The Federal Government has approved the payment of N185 billion in long-standing debts owed to natural gas producers, in a move aimed at revitalising the gas sector and improving electricity generation across the country.
The intervention, authorised by President Bola Tinubu and endorsed on Wednesday by the National Economic Council (NEC) chaired by Vice-President Kashim Shettima, is regarded as one of the most significant financial commitments to Nigeria’s energy sector in recent years.
In a statement on Thursday, the Minister of State for Petroleum Resources (Gas), Dr Ekperikpe Ekpo, said the settlement of the debts would deliver wide-ranging benefits, beginning with the restoration of investor confidence in Nigeria’s gas value chain.
He explained that the N185 billion arrears—accrued over years from unmet gas supply obligations—had weakened producers’ cash flow, slowed operations, and discouraged exploration and new investments. The backlog, he noted, also reduced gas supply to power plants, exacerbating electricity shortages nationwide.
The approved settlement will be executed through a royalty-offset mechanism designed to reassure domestic and international suppliers who have repeatedly expressed concerns over the government’s indebtedness.
Describing the approval as a “decisive step towards revitalising Nigeria’s gas sector and strengthening its power-generation capacity,” Ekpo said the intervention aligns with the Decade of Gas initiative, which targets more than 12 billion cubic feet per day (bcf/d) of gas supply by 2030.
“Settling the debts is crucial to rebuilding trust between the government and gas producers, many of whom have withheld or slowed new investments due to uncertainty over payments,” he said.
He added that improved financial stability in the sector would accelerate upstream activity, boost exploration and production, and ultimately increase Nigeria’s overall gas output.
According to him, enhanced gas supply will support power generation, easing the chronic electricity shortages that continue to hinder households and businesses across the country. The anticipated improvements, he noted, should stimulate broader economic growth, given the central role of reliable energy in industrialisation, job creation, and competitiveness.

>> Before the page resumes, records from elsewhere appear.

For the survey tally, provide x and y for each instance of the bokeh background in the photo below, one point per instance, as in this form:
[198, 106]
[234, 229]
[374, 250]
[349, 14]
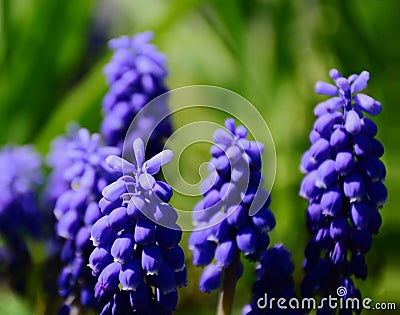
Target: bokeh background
[270, 51]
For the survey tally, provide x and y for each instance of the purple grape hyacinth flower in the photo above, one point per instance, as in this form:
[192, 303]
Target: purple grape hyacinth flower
[344, 185]
[83, 169]
[135, 75]
[137, 260]
[20, 217]
[224, 228]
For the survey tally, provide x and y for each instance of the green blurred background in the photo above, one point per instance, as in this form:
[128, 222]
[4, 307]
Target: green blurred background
[270, 51]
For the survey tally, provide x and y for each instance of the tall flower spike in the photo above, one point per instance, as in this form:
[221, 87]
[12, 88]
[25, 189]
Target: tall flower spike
[135, 75]
[273, 281]
[82, 167]
[344, 186]
[224, 228]
[137, 259]
[21, 175]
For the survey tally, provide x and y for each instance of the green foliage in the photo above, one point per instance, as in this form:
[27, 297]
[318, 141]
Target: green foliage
[51, 58]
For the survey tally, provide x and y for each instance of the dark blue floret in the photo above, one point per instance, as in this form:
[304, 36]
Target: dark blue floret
[343, 185]
[224, 228]
[137, 260]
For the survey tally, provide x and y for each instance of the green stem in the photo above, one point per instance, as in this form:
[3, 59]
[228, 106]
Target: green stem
[227, 294]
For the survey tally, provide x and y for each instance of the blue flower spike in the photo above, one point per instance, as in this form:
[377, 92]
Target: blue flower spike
[137, 258]
[343, 186]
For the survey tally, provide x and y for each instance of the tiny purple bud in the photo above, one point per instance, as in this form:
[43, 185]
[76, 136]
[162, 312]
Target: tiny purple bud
[344, 162]
[130, 275]
[340, 228]
[151, 259]
[225, 253]
[360, 214]
[340, 138]
[247, 240]
[211, 278]
[326, 174]
[101, 232]
[332, 201]
[353, 122]
[122, 248]
[145, 232]
[326, 88]
[99, 259]
[368, 104]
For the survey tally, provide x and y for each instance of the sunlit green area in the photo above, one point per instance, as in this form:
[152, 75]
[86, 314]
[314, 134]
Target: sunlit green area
[270, 51]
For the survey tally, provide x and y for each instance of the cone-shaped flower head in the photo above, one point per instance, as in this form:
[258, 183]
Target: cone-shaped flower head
[224, 228]
[84, 170]
[137, 259]
[343, 184]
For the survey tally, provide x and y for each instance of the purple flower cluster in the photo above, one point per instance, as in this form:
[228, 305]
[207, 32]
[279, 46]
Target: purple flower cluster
[223, 225]
[344, 185]
[21, 176]
[135, 76]
[137, 260]
[273, 281]
[83, 166]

Ekpo also emphasised that strengthened fiscal discipline and greater transparency would help attract new investments from local and foreign stakeholders.
Tinubu administration showing commitment, says Decade of Gas Secretariat
The Coordinating Director of the Decade of Gas Secretariat, Mr Ed Ubong, welcomed the approval, saying it demonstrated the administration’s resolve to address structural weaknesses in the gas-to-power value chain.
“This decision underlines the Federal Government’s determination to clear legacy liabilities and gives gas producers the confidence that supplies to power generation will be honoured,” Ubong said. “It could unlock stalled projects, revive investor interest, and rebuild momentum behind Nigeria’s transition to a gas-driven economy.”
Background
The approval comes as the Federal Government finalises implementation frameworks for a N4 trillion government-backed bond to settle verified arrears owed to power Generation Companies (GenCos) and gas suppliers.
In 2024, the Managing Director of the Shell Petroleum Development Company of Nigeria (SPDC), Osagie Okunbor, disclosed that gas producers were grappling with outstanding payments totalling $1.3 billion.
In December 2024, Nairametrics reported that the Nigerian Midstream and Downstream Petroleum Regulatory Authority (NMDPRA) had directed gas producers to suspend supply to indebted GenCos following the accumulation of more than N2 trillion in debts owed by the Federal Government and various power generation companies.
The latest intervention is expected to ease tensions in the sector and provide a pathway towards more reliable electricity supply for Nigerians.